Over the past few years, we’ve been ramping our coverage of enterprise services as a core component of the GSMA Intelligence content agenda. I probably don’t need to tell you why.
As a part of that focus, we kicked off a series of reports earlier this year to look at enterprise requirements in a 5G world. We started by looking at what enterprises will need from 5G services. But we then turned to a less-discussed topic, what operators will need to tap these enterprise 5G use cases. As you’d expect, we talked to a bunch of executives at operators around the world to test our theories and build an understanding of operator strategies. And, as you’d expect, the result was confirmation of some commonly-held expectations alongside the discovery of clearly divergent market views.
The stuff we know
Last week, our good friends at Mobile World Live wrote up the latest instalment of our research on this topic. The top-line message, that standalone (SA) 5G is key to delivering on enterprise requirements, falls into the category of confirming existing beliefs. Whether it’s via slicing, massive IoT connectivity, or low-latency communications, the reality is that many enterprise-critical 5G capabilities will require SA. Combined with an interest in tapping digital transformation demands, this is why we see more than 70 per cent of operators highlight plans for SA deployment within the next three years.
And that “interest in tapping digital transformation demands?” File that, as well, under confirmed expectations. Every operator we talked with cited B2B services as key to their 5G monetisation plans, some arguing there is no 5G business case without the enterprise.
Neither point might seem particularly insightful. Yet, both are important reminders: SA and a push on enterprise services will define operator 5G strategies for years to come. They will set the context for future service and network innovations. Ultimately, however, the real question we set out to answer was less about stuff we know and more about stuff we don’t. Specifically, what operators will need to do in addition to launching SA if they want to leverage 5G into B2B success.
The stuff we don’t know
It’s unfair to suggest that we don’t know what operators need to do in pursuit of B2B revenues beyond simply deploying SA.

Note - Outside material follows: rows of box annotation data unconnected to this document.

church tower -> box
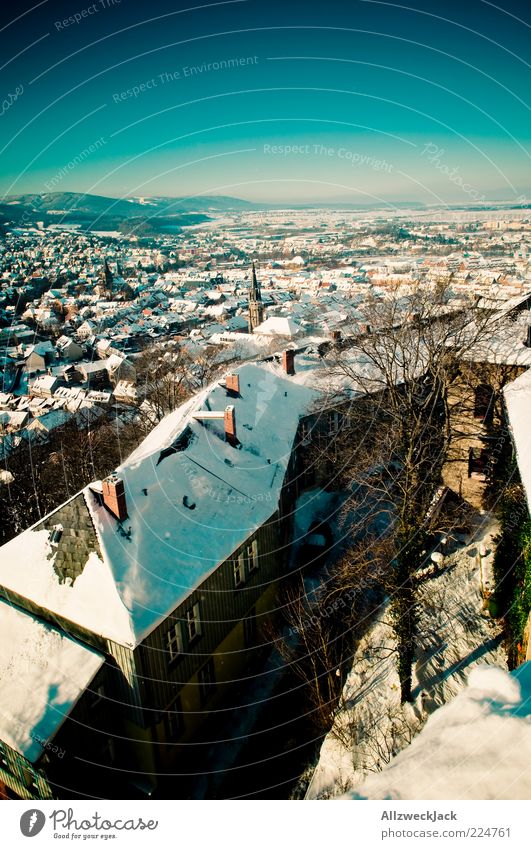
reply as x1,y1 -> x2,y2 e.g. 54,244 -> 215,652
249,262 -> 264,333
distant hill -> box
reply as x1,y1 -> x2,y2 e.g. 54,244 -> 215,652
1,192 -> 255,218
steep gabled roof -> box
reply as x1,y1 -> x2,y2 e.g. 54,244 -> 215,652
0,364 -> 316,647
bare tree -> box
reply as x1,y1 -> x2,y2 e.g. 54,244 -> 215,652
312,285 -> 508,701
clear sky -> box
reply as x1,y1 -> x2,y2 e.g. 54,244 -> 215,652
0,0 -> 531,203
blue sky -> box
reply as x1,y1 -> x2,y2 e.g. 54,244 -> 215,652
0,0 -> 531,203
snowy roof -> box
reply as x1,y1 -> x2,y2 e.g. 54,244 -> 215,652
0,364 -> 316,646
353,662 -> 531,799
253,316 -> 300,336
503,369 -> 531,511
0,600 -> 104,761
463,312 -> 531,367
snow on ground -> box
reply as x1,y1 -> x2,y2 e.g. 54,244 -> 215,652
352,662 -> 531,799
307,522 -> 506,799
0,601 -> 103,761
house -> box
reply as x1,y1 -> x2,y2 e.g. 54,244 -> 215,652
0,357 -> 317,796
55,336 -> 83,363
76,360 -> 109,389
30,374 -> 59,398
23,341 -> 55,375
106,354 -> 136,384
24,410 -> 72,442
0,410 -> 29,433
253,316 -> 301,339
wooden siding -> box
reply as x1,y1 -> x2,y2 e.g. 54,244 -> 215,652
136,513 -> 286,721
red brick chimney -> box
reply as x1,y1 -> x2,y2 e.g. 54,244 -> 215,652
223,404 -> 238,446
225,374 -> 240,396
282,348 -> 295,374
101,475 -> 127,522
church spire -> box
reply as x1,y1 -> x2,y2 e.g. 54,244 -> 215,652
249,262 -> 262,303
249,262 -> 264,333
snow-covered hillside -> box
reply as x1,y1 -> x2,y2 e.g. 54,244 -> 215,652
307,523 -> 506,799
352,661 -> 531,799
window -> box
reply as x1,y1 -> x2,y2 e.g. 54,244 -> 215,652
164,697 -> 183,741
300,420 -> 312,445
101,737 -> 116,764
166,622 -> 183,660
243,607 -> 256,646
326,412 -> 339,436
92,684 -> 105,708
247,539 -> 260,572
232,552 -> 245,587
197,657 -> 216,705
186,602 -> 202,643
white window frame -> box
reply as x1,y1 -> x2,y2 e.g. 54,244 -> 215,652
186,601 -> 203,643
232,552 -> 245,589
247,539 -> 260,572
166,622 -> 183,660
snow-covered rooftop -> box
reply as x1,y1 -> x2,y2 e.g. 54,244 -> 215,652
0,600 -> 104,761
503,369 -> 531,511
0,363 -> 317,646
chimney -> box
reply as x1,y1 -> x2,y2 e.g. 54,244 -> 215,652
282,348 -> 295,374
101,475 -> 127,522
225,374 -> 240,398
223,404 -> 238,447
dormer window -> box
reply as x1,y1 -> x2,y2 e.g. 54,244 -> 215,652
186,602 -> 202,643
50,525 -> 63,545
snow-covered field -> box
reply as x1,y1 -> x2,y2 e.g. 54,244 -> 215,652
306,522 -> 507,799
352,662 -> 531,799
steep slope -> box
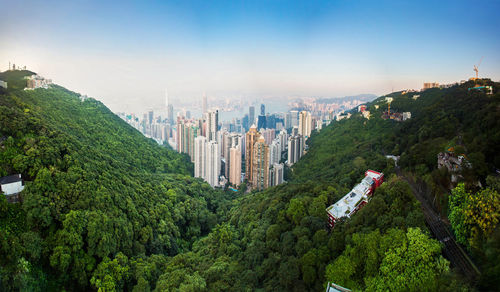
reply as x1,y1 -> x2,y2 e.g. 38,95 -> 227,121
0,71 -> 230,290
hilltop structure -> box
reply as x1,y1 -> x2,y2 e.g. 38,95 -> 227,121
326,169 -> 384,228
25,74 -> 52,90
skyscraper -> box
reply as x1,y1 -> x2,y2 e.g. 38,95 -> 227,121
284,112 -> 292,130
245,125 -> 260,182
194,136 -> 207,179
299,111 -> 312,139
177,117 -> 199,162
148,110 -> 154,125
257,115 -> 267,130
290,111 -> 299,127
248,106 -> 255,127
201,93 -> 208,114
205,141 -> 221,187
269,163 -> 284,187
207,110 -> 219,141
229,145 -> 241,186
251,136 -> 269,190
288,135 -> 304,165
269,138 -> 281,166
167,104 -> 174,125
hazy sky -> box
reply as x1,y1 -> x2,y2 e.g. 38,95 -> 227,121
0,0 -> 500,111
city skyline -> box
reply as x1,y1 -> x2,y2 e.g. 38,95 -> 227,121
0,1 -> 500,111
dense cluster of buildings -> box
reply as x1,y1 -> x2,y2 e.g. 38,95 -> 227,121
118,95 -> 328,190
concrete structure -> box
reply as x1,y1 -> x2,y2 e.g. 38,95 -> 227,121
299,111 -> 312,139
269,139 -> 281,166
176,117 -> 199,162
251,136 -> 269,190
206,110 -> 219,141
205,141 -> 221,187
326,170 -> 384,228
290,111 -> 299,127
326,282 -> 351,292
0,174 -> 24,203
422,82 -> 439,90
269,163 -> 284,187
0,174 -> 24,196
201,93 -> 208,114
248,106 -> 255,126
194,136 -> 207,178
245,124 -> 260,182
260,129 -> 276,145
288,135 -> 304,166
25,75 -> 52,90
229,145 -> 241,186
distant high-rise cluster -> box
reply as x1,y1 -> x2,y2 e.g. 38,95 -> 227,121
121,94 -> 334,190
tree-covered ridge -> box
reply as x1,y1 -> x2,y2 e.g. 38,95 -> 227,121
0,71 -> 233,290
0,69 -> 500,291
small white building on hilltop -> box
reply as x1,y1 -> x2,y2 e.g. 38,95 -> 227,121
0,174 -> 24,196
25,75 -> 52,90
0,174 -> 24,203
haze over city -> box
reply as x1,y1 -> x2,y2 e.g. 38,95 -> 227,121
0,1 -> 500,112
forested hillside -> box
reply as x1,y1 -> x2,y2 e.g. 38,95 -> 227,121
152,82 -> 500,291
0,72 -> 500,291
0,71 -> 234,291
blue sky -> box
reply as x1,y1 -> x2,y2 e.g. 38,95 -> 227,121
0,0 -> 500,110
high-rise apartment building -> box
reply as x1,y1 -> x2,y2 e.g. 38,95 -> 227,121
269,139 -> 281,166
248,106 -> 255,127
245,125 -> 260,182
176,117 -> 199,162
251,136 -> 269,190
283,112 -> 292,130
205,141 -> 221,187
229,145 -> 241,186
290,111 -> 299,127
148,111 -> 154,125
288,135 -> 304,165
260,129 -> 276,145
194,136 -> 207,179
207,110 -> 219,141
201,93 -> 208,114
299,111 -> 312,139
269,163 -> 284,187
167,104 -> 175,125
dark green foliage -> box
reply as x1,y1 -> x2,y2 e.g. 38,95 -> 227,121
0,71 -> 500,291
0,71 -> 230,291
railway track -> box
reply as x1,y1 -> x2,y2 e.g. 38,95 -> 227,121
397,171 -> 480,279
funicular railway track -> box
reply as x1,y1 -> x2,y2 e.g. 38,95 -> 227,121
398,171 -> 480,279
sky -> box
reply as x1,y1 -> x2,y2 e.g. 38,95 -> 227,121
0,0 -> 500,112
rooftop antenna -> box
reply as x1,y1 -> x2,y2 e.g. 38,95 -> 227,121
474,56 -> 484,81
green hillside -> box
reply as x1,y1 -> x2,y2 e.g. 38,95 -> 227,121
153,82 -> 500,291
0,72 -> 500,291
0,71 -> 234,291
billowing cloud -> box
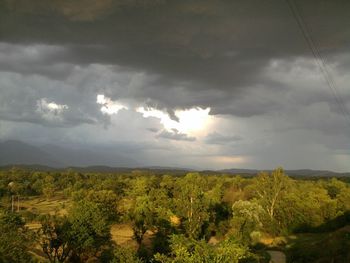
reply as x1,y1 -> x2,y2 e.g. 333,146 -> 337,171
156,129 -> 196,142
36,98 -> 69,121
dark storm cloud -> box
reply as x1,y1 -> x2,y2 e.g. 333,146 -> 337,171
0,0 -> 350,117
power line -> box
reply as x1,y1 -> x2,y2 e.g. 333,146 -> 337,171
286,0 -> 350,125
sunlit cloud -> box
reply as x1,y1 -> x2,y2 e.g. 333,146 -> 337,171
96,94 -> 128,115
36,98 -> 69,121
212,156 -> 247,165
136,107 -> 210,133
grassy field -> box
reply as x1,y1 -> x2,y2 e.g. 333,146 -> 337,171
3,193 -> 350,263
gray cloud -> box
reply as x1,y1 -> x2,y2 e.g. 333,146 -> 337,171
205,132 -> 243,144
156,129 -> 196,142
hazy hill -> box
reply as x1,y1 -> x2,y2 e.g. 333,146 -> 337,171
0,140 -> 137,168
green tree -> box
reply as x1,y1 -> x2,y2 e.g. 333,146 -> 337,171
174,173 -> 209,238
38,216 -> 74,262
155,235 -> 257,263
0,211 -> 33,263
68,200 -> 111,261
232,200 -> 264,243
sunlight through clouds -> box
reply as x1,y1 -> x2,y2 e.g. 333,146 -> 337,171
136,107 -> 210,133
96,94 -> 128,115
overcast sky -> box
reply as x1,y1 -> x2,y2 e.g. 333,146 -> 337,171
0,0 -> 350,171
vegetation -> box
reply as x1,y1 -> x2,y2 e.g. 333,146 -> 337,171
0,168 -> 350,263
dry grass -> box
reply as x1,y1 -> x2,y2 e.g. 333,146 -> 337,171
20,194 -> 71,215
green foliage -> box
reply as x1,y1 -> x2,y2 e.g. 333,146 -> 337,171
38,216 -> 75,262
111,246 -> 142,263
155,235 -> 257,263
68,200 -> 111,258
174,173 -> 209,238
0,210 -> 33,263
232,200 -> 264,244
0,168 -> 350,262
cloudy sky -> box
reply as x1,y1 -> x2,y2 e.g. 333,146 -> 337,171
0,0 -> 350,171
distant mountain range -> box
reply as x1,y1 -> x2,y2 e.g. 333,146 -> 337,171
0,140 -> 350,177
0,140 -> 138,168
220,168 -> 350,177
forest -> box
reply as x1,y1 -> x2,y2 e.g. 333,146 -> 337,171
0,167 -> 350,263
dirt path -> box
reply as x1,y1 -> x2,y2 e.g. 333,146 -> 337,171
267,250 -> 287,263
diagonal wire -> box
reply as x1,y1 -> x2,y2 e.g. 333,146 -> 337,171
286,0 -> 350,125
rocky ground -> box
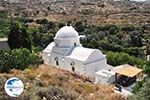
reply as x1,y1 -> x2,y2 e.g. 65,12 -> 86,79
0,65 -> 124,100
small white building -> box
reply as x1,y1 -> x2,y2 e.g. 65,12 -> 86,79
42,26 -> 112,78
0,38 -> 9,51
95,70 -> 115,84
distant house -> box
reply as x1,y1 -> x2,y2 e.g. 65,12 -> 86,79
0,38 -> 9,51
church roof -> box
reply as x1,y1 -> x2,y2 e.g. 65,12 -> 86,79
68,47 -> 105,62
43,42 -> 54,52
55,26 -> 79,38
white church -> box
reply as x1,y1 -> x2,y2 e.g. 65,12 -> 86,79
42,26 -> 112,79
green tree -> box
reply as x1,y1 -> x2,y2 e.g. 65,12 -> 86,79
8,22 -> 31,51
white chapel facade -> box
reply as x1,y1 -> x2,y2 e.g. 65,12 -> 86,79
42,26 -> 111,78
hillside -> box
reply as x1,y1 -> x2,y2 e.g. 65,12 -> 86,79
0,65 -> 124,100
0,0 -> 150,25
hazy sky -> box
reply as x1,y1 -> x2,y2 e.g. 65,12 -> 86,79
133,0 -> 146,1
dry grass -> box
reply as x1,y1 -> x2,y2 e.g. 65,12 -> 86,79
1,65 -> 124,100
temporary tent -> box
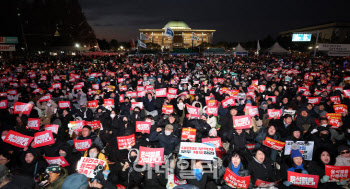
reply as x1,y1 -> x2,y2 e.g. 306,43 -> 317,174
267,42 -> 289,54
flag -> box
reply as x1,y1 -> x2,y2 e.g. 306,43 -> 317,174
138,40 -> 147,49
164,27 -> 174,38
140,33 -> 149,40
192,32 -> 199,41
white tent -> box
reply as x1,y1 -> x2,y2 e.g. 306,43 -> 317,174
267,42 -> 289,53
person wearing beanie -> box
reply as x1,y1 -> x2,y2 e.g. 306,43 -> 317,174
62,173 -> 89,189
45,164 -> 68,189
335,145 -> 350,166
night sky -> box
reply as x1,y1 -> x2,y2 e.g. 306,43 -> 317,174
80,0 -> 350,42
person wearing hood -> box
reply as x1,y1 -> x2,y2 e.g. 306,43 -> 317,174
248,147 -> 277,186
118,148 -> 144,188
84,144 -> 109,170
77,125 -> 103,154
218,151 -> 251,189
307,148 -> 346,189
255,125 -> 281,162
45,164 -> 68,189
15,148 -> 47,177
149,124 -> 180,155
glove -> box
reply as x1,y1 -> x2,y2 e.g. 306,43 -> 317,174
320,175 -> 329,183
337,180 -> 346,186
283,181 -> 292,187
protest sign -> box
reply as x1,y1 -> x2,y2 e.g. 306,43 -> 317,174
179,142 -> 216,160
202,137 -> 222,148
43,156 -> 69,167
13,102 -> 33,115
223,169 -> 250,188
77,157 -> 106,178
117,134 -> 136,150
162,104 -> 174,114
74,139 -> 92,151
136,121 -> 151,134
267,109 -> 282,119
288,171 -> 319,188
4,130 -> 34,148
44,124 -> 59,134
58,101 -> 70,109
33,131 -> 55,148
206,106 -> 219,116
232,115 -> 252,129
27,118 -> 40,131
284,140 -> 314,161
325,165 -> 350,182
138,146 -> 164,167
181,127 -> 197,142
263,137 -> 286,151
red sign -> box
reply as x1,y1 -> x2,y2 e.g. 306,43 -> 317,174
74,139 -> 92,151
267,109 -> 282,119
263,137 -> 286,151
39,94 -> 52,102
33,131 -> 55,148
307,97 -> 322,104
52,83 -> 61,89
13,102 -> 33,115
331,96 -> 340,104
181,127 -> 197,142
162,104 -> 174,114
0,100 -> 7,109
88,100 -> 98,108
84,120 -> 101,129
27,118 -> 40,130
168,88 -> 177,95
136,121 -> 151,134
221,97 -> 236,108
103,99 -> 114,107
155,88 -> 167,97
43,156 -> 69,167
202,137 -> 221,148
232,115 -> 252,129
117,134 -> 136,150
4,130 -> 34,148
288,171 -> 319,188
131,102 -> 143,110
44,124 -> 59,134
325,165 -> 350,182
138,146 -> 164,166
333,104 -> 348,114
255,179 -> 281,188
58,101 -> 70,109
186,104 -> 199,117
223,168 -> 250,188
206,106 -> 219,116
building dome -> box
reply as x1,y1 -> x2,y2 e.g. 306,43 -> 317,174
163,21 -> 191,29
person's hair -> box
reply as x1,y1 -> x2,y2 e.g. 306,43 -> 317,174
83,125 -> 91,131
88,143 -> 101,155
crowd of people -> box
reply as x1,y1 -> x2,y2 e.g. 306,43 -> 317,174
0,55 -> 350,189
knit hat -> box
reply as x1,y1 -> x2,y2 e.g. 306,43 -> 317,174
62,173 -> 89,189
45,164 -> 61,173
338,145 -> 350,153
290,144 -> 303,159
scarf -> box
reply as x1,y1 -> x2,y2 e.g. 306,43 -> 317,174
231,162 -> 241,176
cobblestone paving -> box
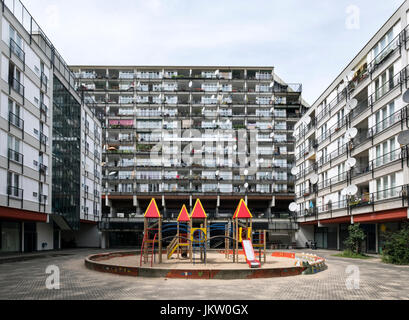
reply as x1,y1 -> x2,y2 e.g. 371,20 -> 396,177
0,250 -> 409,300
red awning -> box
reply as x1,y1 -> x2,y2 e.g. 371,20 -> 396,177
0,207 -> 47,222
354,208 -> 408,223
320,216 -> 351,224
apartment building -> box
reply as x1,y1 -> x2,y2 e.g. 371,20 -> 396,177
291,1 -> 409,253
71,66 -> 305,246
0,0 -> 102,253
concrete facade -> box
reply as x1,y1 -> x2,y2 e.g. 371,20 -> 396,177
293,1 -> 409,252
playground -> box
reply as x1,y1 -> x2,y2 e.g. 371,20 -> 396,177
85,199 -> 326,279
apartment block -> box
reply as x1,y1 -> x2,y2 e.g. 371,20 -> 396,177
0,0 -> 102,253
292,1 -> 409,253
71,66 -> 306,247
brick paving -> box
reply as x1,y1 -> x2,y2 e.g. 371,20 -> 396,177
0,250 -> 409,300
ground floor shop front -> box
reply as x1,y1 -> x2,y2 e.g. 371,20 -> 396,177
296,208 -> 409,254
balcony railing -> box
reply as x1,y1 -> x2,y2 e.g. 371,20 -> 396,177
10,38 -> 26,63
317,200 -> 348,213
368,27 -> 402,73
371,67 -> 407,103
7,186 -> 24,200
318,172 -> 348,189
318,144 -> 348,166
368,107 -> 407,137
8,149 -> 24,164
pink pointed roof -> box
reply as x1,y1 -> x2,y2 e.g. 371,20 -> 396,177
233,199 -> 253,219
178,205 -> 190,222
190,199 -> 207,219
144,199 -> 160,219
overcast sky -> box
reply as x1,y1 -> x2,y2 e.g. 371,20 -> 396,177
22,0 -> 403,104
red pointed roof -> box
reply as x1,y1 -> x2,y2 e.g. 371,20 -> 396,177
178,205 -> 190,222
233,199 -> 253,219
144,199 -> 160,219
190,199 -> 207,219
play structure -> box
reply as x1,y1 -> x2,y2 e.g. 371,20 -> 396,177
85,199 -> 327,280
139,199 -> 267,269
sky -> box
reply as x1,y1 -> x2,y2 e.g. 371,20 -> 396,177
22,0 -> 404,104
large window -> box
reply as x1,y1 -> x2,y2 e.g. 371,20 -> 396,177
0,221 -> 21,252
52,77 -> 81,230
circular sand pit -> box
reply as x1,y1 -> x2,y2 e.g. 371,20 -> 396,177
85,251 -> 326,279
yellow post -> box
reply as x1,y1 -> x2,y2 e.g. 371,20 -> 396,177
158,216 -> 162,264
264,230 -> 267,264
176,222 -> 180,260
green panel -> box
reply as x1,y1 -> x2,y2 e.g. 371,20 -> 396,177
52,76 -> 81,230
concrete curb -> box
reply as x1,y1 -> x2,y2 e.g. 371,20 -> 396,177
85,251 -> 323,280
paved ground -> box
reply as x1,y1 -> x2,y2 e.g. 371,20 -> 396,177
103,252 -> 294,270
0,250 -> 409,300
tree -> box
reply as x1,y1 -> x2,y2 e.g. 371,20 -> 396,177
344,223 -> 366,254
382,224 -> 409,265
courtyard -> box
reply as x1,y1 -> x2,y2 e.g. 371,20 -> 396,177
0,249 -> 409,300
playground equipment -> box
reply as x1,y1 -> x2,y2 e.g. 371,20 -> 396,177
190,199 -> 207,264
167,205 -> 190,260
233,199 -> 265,268
140,199 -> 267,268
140,199 -> 162,267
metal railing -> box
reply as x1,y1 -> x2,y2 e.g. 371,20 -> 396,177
10,38 -> 26,63
318,144 -> 348,166
370,148 -> 403,169
368,107 -> 407,137
317,200 -> 348,214
318,172 -> 348,189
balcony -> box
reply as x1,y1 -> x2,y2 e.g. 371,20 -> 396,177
317,200 -> 348,214
9,78 -> 25,98
368,107 -> 407,138
10,39 -> 26,63
8,149 -> 24,164
9,112 -> 24,130
368,31 -> 402,74
318,144 -> 348,167
318,172 -> 348,190
7,186 -> 24,200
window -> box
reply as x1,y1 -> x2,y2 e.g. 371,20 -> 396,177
8,136 -> 23,163
375,66 -> 394,100
374,102 -> 395,134
374,138 -> 399,168
7,172 -> 23,199
375,173 -> 400,200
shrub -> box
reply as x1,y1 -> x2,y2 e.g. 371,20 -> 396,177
344,223 -> 366,255
382,224 -> 409,265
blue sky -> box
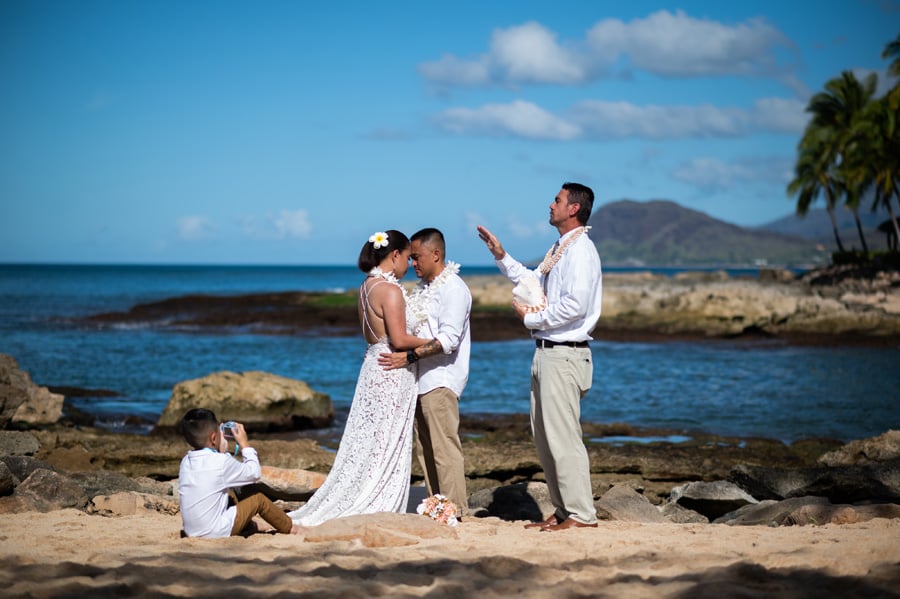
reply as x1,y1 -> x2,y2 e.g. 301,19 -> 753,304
0,0 -> 900,265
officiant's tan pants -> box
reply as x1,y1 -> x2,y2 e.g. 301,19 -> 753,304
416,387 -> 469,515
531,346 -> 597,524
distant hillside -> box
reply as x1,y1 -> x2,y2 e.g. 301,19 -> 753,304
756,208 -> 888,251
590,200 -> 828,266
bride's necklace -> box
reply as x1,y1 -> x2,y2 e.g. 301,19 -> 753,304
406,260 -> 459,328
538,227 -> 590,275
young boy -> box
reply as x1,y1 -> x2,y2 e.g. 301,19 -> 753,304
178,408 -> 304,538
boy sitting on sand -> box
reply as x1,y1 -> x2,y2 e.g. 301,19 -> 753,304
178,408 -> 304,538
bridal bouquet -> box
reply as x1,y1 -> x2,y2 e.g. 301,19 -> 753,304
416,494 -> 459,526
513,273 -> 547,312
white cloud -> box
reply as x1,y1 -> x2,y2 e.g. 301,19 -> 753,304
490,22 -> 586,83
672,158 -> 793,191
238,209 -> 312,239
573,100 -> 748,139
436,98 -> 807,141
749,98 -> 809,133
418,10 -> 795,87
587,10 -> 792,77
272,209 -> 312,239
436,100 -> 581,140
175,216 -> 215,240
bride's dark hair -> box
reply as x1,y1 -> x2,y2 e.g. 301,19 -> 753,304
356,229 -> 409,273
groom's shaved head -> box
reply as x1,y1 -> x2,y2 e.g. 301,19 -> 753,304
410,227 -> 447,260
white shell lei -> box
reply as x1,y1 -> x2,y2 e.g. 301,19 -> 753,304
406,260 -> 459,331
537,227 -> 590,275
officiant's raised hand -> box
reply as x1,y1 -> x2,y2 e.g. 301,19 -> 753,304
476,225 -> 506,260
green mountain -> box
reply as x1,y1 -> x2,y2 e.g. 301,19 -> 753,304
589,200 -> 829,266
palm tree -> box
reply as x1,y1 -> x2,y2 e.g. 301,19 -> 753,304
788,129 -> 844,253
881,34 -> 900,77
860,74 -> 900,250
804,71 -> 878,254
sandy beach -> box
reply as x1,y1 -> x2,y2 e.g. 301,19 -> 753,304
0,509 -> 900,597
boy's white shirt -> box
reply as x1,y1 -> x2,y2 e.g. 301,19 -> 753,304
178,447 -> 262,538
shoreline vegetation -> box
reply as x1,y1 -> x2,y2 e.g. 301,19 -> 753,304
0,271 -> 900,597
84,267 -> 900,346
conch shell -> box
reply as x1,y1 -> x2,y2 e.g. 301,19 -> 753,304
513,273 -> 547,312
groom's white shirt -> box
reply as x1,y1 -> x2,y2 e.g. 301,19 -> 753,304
418,274 -> 472,397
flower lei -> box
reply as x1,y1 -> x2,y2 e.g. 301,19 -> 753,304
538,227 -> 590,275
416,494 -> 459,526
406,260 -> 459,330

Those who plan to target vertical industries will need ramp their vertical-specific profile, integration assets, and go-to-market capabilities. Those without a vertical market focus will need to loudly message the broader value of 5G to enterprises, while rolling out new services attractive to enterprises of all shapes and sizes, for example video surveillance, AR/VR-based training, and asset monitoring. And, of course, new network capabilities like edge networking and slicing will follow.
But, if SA is about helping operators meet specific enterprise service requirements, it will have implications for the way in which services are consumed. After all, any enterprise paying a premium for 5G based on the promise of service performance guarantees will want to know the performance they are paying for has actually been delivered. A key question around SA monetisation, then, is whether operators are ready to provide this type of performance visibility.
Are operators ready?
As with so many things in life, the answer to whether or not operators are ready to prove they’re meeting promised 5G service level agreements (SLAs) is an unsatisfying maybe.
On the one hand, operators have been successfully selling into the enterprise for years and SLAs have played a part in those sales. For the most part, those SLAs haven’t been particularly granular, based on metrics like coverage and availability. This is a far cry from the performance characteristics and metrics which are supposed to make 5G an enterprise game-changer. The suggestion, then, is today’s SLAs will need to evolve.
Here, the good news is that some operators clearly understand this: about half the operators we talked with noted they would need to be more granular with 5G-based SLAs than they have been in the past, exposing metrics like latency and bandwidth on a real-time basis, potentially via direct integration into enterprise business systems. Unfortunately, this means the other half doesn’t see any real reason to change the way they provide performance visibility to their enterprise customers in a 5G era.
For operators who plan to treat enterprise 5G at a high level, targeting services with less stringent performance demands, business as usual may suffice. But those hoping to execute on all the performance and digital transformation promises of 5G would do well to heed what one operator told us: “if you plan to charge for SLAs, your customers will want to know that they got what they paid for”.
– Peter Jarich – head of GSMA Intelligence
The editorial views expressed in this article are solely those of the author and will not necessarily reflect the views of the GSMA, its Members or Associate Members.